PTB desiste de indicar Cristiane Brasil para o Ministério do Trabalho

Decisão foi anunciada pelo presidente do partido, Roberto Jefferson, que reclamou de “caça às bruxas” e de “indecisão” da presidente do Supremo

Cristiane Brasil foi nomeada por Temer no início do mês passado, mas posse foi barrada pela Justiça Federal
João Ricardo/PTB – 29.11.17

Cristiane Brasil foi nomeada por Temer no início do mês passado, mas posse foi barrada pela Justiça Federal

 

A deputada Cristiane Brasil (PTB-RJ) não será mais ministra do Trabalho. O ponto final na novela acerca da nomeação da parlamentar foi anunciado na tarde desta terça-feira (20) pelo presidente nacional do PTB e pai de Cristiane, Roberto Jefferson.

Fim de uma novela

A deputada do PTB foi nomeada no início de janeiro pelo presidente Michel Temer para assumir o posto de ministra do Trabalho, que está vago desde o fim do ano passado. Mas a posse de Cristiane no cargo foi vetada por decisão de um juiz federal de Niterói (RJ), que julgou “atentar contra o princípio da moralidade administrativa” o fato de uma pessoa condenada por descumprir a legislação trabalhista , tal como Cristiane, assumir a chefia do Ministério do Trabalho.

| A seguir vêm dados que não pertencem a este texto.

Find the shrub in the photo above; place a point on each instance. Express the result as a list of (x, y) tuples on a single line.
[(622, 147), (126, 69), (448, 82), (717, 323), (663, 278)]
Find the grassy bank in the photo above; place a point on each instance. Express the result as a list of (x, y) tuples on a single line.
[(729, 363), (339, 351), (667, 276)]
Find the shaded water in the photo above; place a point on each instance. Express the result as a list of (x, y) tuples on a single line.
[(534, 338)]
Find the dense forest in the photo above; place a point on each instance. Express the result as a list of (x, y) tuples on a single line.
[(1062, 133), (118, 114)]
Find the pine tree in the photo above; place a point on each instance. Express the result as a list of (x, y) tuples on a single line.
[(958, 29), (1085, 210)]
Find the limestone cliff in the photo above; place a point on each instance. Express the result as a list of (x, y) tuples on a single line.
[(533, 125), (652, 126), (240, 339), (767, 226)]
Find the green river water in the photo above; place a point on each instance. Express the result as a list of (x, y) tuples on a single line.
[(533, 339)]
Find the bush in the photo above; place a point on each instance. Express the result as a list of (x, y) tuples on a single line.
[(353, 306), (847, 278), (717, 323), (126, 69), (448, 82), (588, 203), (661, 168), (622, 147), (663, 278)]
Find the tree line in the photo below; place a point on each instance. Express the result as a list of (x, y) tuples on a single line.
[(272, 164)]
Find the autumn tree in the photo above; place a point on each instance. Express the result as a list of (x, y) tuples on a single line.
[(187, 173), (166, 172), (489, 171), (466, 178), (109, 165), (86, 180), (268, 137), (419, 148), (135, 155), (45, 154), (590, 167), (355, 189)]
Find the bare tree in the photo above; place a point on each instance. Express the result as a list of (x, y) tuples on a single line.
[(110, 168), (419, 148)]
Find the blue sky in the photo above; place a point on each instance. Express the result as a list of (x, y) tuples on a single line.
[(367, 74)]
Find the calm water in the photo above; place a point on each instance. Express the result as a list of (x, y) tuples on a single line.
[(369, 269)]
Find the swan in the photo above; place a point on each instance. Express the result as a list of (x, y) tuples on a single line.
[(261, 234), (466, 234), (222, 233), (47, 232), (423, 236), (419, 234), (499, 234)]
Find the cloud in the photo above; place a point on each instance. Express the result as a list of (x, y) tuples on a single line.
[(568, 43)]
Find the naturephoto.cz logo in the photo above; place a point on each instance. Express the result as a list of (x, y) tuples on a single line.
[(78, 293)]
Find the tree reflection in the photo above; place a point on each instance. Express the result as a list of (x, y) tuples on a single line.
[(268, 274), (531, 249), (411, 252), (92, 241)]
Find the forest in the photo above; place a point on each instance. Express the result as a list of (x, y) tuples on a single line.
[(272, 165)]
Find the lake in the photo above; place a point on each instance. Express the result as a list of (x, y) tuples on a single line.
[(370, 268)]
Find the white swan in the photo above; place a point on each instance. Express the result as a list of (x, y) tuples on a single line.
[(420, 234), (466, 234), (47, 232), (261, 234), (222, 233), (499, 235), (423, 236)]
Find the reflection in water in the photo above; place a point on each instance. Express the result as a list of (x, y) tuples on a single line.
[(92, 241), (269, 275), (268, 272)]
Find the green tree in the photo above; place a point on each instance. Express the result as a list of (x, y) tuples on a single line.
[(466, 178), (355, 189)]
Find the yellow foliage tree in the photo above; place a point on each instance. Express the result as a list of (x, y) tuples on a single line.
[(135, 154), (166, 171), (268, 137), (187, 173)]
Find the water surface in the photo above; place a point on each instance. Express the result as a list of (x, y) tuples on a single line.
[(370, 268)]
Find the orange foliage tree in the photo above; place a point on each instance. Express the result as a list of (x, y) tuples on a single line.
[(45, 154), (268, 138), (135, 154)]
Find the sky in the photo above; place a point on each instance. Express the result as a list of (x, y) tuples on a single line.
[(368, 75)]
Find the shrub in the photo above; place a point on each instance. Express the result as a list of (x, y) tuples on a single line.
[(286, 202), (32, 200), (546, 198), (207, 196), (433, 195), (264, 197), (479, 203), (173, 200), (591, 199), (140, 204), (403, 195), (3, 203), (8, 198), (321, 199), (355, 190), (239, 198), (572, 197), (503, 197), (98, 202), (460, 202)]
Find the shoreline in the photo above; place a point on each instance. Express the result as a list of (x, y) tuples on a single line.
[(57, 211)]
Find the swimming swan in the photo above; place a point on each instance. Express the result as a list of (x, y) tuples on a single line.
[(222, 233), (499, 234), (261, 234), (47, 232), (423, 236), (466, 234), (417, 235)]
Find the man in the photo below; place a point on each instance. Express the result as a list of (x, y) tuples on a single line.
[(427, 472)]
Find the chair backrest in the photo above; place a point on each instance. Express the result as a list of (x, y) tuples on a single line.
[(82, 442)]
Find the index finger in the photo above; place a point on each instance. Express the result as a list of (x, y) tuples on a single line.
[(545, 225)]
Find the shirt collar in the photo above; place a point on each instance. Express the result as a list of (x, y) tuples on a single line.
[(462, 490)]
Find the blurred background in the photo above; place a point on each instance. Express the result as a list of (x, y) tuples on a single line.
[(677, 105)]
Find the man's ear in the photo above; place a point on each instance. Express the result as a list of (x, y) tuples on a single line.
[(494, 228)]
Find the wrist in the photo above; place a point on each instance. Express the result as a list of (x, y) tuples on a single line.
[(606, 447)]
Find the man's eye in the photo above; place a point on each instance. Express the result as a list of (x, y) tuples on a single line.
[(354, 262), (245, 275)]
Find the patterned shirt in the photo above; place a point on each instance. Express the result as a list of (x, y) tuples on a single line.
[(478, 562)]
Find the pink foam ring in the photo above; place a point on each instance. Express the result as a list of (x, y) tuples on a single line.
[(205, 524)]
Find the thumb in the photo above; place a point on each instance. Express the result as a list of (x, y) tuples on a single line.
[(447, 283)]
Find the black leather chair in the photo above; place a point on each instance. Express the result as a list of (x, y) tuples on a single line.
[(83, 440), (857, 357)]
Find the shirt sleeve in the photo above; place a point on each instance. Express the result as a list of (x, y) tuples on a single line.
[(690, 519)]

Cristiane acumula duas condenações por não ter assinado as carteiras de trabalho de motoristas que trabalhavam para ela e para sua família, tendo sido obrigada a pagar indenização de R$ 60 mil a um deles e R$ 14 mil a outro. A deputada chegou a divulgar um vídeo para defender sua nomeação, mas a gravação feita em um barco com a parlamentar rodeada de homens descamisados surtiu efeito negativo.

Após recursos do governo serem negados na segunda instância, a decisão chegou a ser revertida no fim do mês passado pelo Superior Tribunal de Justiça (STJ), mas Cármen Lúcia mais uma vez barrou a nomeação às vésperas da cerimônia de posse. A ministra do Supremo decidiu encaminhar o assunto para decisão do plenário da Corte, mas ainda não havia agendado a data para o julgamento.

A insistência do presidente Michel Temer na nomeação de Cristiane Brasil se deveu à dependência do governo em relação ao apoio do partido presidido por Roberto Jefferson para aprovar a proposta de reforma da Previdência na Câmara. O projeto hoje se encontra travado por conta do decreto de intervenção federal no Rio de Janeiro, o que impede a tramitação de propostas de emendas constitucionais.